Analysis and Detection of Differences in Spoken User Behaviors between Autonomous and Wizard-of-Oz Systems
Mikey Elmers, Koji Inoue, Divesh Lala, Keiko Ochi, Tatsuya Kawahara

TL;DR
This paper investigates behavioral differences in spoken interactions with autonomous versus operator-controlled robots, analyzing speech patterns and developing models to distinguish between the two conditions.
Contribution
It provides a comprehensive analysis of user speech behaviors and introduces predictive models that outperform baselines in identifying system autonomy.
Findings
Significant differences in speech metrics between conditions
Predictive models achieved higher accuracy and F1 scores
Behavioral markers can reliably distinguish autonomous from operator-controlled interactions
Abstract
This study examined users' behavioral differences in a large corpus of Japanese human-robot interactions, comparing interactions between a tele-operated robot and an autonomous dialogue system.
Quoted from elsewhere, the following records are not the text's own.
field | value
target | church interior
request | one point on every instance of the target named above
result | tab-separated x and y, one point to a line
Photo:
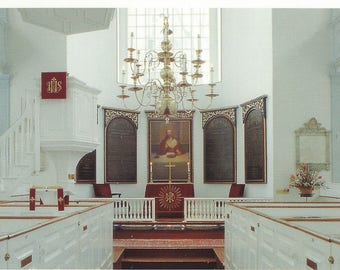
169	138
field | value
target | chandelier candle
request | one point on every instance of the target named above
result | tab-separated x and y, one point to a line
164	93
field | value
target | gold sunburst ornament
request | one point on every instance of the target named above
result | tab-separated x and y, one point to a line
170	197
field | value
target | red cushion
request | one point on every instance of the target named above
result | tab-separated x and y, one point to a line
102	190
236	190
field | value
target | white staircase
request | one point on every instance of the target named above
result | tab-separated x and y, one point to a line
20	149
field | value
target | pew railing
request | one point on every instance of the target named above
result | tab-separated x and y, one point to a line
134	209
211	209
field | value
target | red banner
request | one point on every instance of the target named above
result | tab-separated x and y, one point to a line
32	199
53	85
60	196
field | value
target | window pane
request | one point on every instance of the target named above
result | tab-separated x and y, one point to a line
186	24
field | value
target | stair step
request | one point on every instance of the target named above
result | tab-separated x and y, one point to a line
169	255
170	259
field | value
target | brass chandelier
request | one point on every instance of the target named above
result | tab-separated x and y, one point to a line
164	95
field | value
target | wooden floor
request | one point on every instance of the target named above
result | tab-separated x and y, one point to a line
168	244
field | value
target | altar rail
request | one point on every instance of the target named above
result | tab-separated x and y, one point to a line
134	209
211	209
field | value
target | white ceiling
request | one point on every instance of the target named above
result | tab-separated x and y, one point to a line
69	20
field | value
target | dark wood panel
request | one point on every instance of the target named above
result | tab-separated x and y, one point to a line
254	139
219	151
121	151
86	168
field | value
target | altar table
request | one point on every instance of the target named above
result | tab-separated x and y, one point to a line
169	198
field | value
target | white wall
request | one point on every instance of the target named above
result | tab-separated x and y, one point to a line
247	74
31	50
302	50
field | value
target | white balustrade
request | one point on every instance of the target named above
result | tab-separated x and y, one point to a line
134	209
20	144
210	209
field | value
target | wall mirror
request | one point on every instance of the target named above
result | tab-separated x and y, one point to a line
219	127
255	148
312	146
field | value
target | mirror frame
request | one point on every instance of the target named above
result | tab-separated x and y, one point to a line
313	141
We analyzed user spoken behaviors in both attentive listening and job interview dialogue scenarios. Results revealed significant differences in metrics such as speech length, speaking rate, fillers, backchannels, disfluencies, and laughter between operator-controlled and autonomous conditions. Furthermore, we developed predictive models to distinguish between operator and autonomous system conditions. Our models demonstrated higher accuracy and precision compared to the baseline model, with several models also achieving a higher F1 score than the baseline.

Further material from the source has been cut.